BROOKSVILLE — The Hernando County School District's budget forecast for the coming school year calls for no additional cuts for schools and — for the first time in a while — no budget shortfall.
It's a welcome relief.
Over the past two years, Hernando schools have been forced to make consecutive rounds of 10 percent cuts in order to cover budget deficits. It initially looked like this year might not be much different. Superintendent Bryan Blavatt asked school administrators to look for ways to trim an additional 5 percent for the 2013-14 school year to cover an estimated $4 million shortfall.
But the current forecast, which is still subject to fluctuations, no longer calls for those cuts.
One factor is that the district is beginning with a $7.1 million carryover from 2012-13. District officials expect to end 2013-14 with roughly $4.7 million in reserve — about 3.04 percent of estimated general fund revenues.
The surplus is important. Districts that allow their reserve fund to fall below 3 percent are placed on a state watch list.
"It's by the skin of our teeth," said Blavatt. "It would be great if everything pans out."
Funding per student increased $422.49 to $6,582.73 and, overall, the district's 2013-14 budget for the general fund is estimated at $167.34 million, up from $153.12 million last year.
"It definitely is better," said Heather Martin, the district's executive director of business services. "It certainly looks better than it has the past two (years)."
But she cautioned: "We are certainly not out of tough financial times by any means."
The district is also facing some new expenses this year, including the money needed for the automatic annual raises built into union contracts, an increased contribution to the Florida Retirement System and the need to pay off bonds issues. The salary increases and increased retirement contribution will cost roughly $5 million.
Although Blavatt isn't asking school administrators to make any cuts, individual schools will still experience some shrinking due to declining enrollment throughout the district and normal staff attrition. The state projects Hernando will lose about 160 full-time equivalent students for the coming year.

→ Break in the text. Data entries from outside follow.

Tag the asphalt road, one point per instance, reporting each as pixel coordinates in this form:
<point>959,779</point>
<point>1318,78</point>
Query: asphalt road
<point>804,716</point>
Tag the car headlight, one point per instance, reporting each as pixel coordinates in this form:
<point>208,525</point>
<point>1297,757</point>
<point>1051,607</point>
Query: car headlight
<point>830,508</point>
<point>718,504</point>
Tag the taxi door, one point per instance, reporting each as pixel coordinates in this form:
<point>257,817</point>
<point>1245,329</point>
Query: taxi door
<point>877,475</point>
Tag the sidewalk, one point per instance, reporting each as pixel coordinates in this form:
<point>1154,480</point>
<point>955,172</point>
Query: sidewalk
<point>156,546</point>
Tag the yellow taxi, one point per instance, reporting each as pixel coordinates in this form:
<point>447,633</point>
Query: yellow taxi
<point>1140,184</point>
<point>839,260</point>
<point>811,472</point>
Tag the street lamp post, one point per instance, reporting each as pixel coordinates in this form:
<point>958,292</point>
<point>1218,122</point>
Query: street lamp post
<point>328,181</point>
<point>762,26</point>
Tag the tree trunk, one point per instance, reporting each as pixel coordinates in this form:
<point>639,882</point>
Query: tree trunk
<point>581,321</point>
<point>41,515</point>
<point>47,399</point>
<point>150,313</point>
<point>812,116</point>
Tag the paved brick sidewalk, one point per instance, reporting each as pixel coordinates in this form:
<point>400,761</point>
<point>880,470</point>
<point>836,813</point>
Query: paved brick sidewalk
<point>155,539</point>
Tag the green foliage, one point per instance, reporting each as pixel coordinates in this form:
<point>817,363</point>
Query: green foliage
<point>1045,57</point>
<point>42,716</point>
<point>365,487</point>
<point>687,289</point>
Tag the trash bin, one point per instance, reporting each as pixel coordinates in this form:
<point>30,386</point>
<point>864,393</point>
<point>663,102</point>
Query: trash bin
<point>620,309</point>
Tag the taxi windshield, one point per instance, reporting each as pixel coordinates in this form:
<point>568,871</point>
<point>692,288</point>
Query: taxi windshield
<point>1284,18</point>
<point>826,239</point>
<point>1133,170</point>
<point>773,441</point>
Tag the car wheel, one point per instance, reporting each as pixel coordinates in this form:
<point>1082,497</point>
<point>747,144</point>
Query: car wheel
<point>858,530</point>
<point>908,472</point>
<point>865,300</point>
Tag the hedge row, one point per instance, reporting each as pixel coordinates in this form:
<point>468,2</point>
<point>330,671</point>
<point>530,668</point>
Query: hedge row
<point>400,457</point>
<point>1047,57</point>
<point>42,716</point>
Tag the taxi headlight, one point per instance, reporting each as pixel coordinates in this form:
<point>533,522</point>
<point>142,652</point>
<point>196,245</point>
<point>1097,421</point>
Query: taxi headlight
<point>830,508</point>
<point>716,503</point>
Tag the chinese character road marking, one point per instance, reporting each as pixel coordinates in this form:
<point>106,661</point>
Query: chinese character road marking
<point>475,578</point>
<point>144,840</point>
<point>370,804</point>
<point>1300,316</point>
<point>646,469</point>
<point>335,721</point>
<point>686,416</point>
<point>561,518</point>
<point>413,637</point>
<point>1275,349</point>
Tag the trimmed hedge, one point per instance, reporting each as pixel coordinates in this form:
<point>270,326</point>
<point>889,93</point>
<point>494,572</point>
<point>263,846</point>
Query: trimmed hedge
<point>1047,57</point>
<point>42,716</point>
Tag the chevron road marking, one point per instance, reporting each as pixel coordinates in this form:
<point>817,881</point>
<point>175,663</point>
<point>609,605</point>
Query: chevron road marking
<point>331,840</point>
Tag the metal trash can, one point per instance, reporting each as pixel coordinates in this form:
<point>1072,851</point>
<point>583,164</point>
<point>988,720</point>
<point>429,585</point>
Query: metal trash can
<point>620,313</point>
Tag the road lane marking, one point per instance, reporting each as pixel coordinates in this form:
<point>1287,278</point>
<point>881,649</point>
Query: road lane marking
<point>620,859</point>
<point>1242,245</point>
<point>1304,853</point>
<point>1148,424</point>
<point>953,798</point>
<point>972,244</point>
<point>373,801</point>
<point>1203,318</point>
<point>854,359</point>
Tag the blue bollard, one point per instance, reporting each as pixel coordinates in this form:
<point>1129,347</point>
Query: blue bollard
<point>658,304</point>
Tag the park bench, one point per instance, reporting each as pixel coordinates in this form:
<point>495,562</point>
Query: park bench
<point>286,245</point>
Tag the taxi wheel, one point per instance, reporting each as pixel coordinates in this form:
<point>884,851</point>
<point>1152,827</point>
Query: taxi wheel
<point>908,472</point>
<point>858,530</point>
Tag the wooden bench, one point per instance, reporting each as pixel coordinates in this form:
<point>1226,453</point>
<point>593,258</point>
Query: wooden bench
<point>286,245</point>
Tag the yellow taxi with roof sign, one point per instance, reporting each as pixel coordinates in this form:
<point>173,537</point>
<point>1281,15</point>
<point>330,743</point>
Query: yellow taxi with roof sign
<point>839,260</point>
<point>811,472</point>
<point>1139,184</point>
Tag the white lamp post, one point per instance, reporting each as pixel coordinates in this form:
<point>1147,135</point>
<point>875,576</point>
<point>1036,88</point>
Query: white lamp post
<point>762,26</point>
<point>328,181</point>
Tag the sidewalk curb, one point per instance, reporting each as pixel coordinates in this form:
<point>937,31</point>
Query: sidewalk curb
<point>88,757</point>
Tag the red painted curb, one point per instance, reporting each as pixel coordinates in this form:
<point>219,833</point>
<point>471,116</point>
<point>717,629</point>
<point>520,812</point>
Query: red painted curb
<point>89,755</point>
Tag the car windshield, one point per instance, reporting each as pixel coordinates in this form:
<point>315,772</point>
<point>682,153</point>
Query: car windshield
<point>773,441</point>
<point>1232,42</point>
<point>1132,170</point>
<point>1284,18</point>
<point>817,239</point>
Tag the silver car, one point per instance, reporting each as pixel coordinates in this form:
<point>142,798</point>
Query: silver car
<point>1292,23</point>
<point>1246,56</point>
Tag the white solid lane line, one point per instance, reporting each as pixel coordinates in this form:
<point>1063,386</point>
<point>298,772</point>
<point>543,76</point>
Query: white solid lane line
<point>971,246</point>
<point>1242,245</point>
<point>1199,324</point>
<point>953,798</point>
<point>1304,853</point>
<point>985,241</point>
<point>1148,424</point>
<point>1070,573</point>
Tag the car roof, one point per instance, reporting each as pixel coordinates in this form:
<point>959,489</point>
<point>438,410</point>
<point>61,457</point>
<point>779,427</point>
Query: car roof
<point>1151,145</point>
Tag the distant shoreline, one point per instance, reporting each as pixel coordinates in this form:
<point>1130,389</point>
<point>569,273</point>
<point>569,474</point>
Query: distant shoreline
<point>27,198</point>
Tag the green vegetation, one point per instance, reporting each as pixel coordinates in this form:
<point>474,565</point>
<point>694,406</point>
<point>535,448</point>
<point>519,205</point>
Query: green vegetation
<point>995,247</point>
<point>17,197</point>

Martin said the district cut district-level departments 10 percent for 2013-14, which follows several years of trimming.
"We're able to offer less resources, which is a lot of it," she said. "We've already started to impact our services."
She said, for example, the time it takes to process requests from schools is higher.
"I don't want to get to a point where people get the feeling that we're out of the financial crunch," she said. "It certainly has not gone away."
But the fact that schools won't have to take an additional 5 percent cut is good news.
Principals across the district have said they already had cut everything they could.
"We're down to bare bones," Springstead principal Susan Duval said in May when asked about the potential for additional cuts. "It's most difficult. It's extremely difficult."
The School Board on Tuesday will also hear the first presentation on preliminary property tax rates.
The total school tax rate will likely be set at 7.54 mills, or $754 for a $125,000 home with a $25,000 homestead exemption. A property owner with the same value paid about $745 last year.
The board workshop on Tuesday will be the first time the 2013-14 budget has been discussed publicly, which is later than normal.
The district has had to prepare the budget without a chief financial officer. Former CFO Desiree Henegar resigned in January, and the district has been unable to fill her position despite two searches.
"We haven't added staff," said Blavatt. "The staff has been really pressured. They've done a great job getting to this point. It really is to their credit."